The ends of the branches, known as tips, represent the species, populations, or genes being studied in the present day. To properly understand the direction of evolution, the tree must be rooted, which means designating the oldest common ancestor for the entire group. This is often accomplished by including an outgroup—a species known to have diverged before all the others in the study—to orient the entire diagram correctly.

Since any phylogenetic tree is a statistical inference of history, scientists must assess the reliability of the branching pattern using statistical support measures.
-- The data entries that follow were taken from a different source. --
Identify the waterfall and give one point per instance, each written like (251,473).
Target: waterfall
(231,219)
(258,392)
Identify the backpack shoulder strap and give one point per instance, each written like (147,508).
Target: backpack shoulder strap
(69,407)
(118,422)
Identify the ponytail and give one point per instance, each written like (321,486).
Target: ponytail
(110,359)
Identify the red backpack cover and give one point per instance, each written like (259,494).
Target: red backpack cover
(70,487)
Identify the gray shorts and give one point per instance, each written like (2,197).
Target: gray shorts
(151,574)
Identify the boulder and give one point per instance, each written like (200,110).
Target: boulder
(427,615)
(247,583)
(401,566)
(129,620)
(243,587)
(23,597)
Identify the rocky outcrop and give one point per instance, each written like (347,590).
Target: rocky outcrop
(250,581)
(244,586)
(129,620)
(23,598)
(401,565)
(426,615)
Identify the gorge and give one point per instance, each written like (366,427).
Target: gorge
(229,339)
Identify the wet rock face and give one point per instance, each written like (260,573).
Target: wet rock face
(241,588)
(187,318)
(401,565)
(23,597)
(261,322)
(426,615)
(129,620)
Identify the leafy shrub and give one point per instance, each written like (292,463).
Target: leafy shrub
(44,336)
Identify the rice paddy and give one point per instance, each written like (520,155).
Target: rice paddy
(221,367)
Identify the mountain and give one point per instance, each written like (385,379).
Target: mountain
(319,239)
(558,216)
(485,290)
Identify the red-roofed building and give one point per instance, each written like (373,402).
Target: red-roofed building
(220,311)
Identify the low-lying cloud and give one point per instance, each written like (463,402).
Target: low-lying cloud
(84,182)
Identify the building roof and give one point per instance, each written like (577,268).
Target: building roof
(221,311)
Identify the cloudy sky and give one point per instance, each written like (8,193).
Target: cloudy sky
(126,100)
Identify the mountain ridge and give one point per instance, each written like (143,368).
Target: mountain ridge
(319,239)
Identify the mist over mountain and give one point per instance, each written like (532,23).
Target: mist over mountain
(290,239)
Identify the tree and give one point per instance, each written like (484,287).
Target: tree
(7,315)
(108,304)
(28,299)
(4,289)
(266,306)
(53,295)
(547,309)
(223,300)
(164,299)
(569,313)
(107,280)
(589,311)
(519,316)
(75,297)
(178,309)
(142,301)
The most common method involves bootstrapping, which generates hundreds or thousands of slightly altered data sets by randomly sampling from the original alignment. The computer then builds a tree for each altered data set. The resulting bootstrap value, typically displayed as a percentage on a branch, indicates how many of the resampled trees supported that specific branching arrangement. A higher bootstrap value, such as 95% or more, provides greater confidence that the evolutionary relationship shown in that part of the tree is accurate.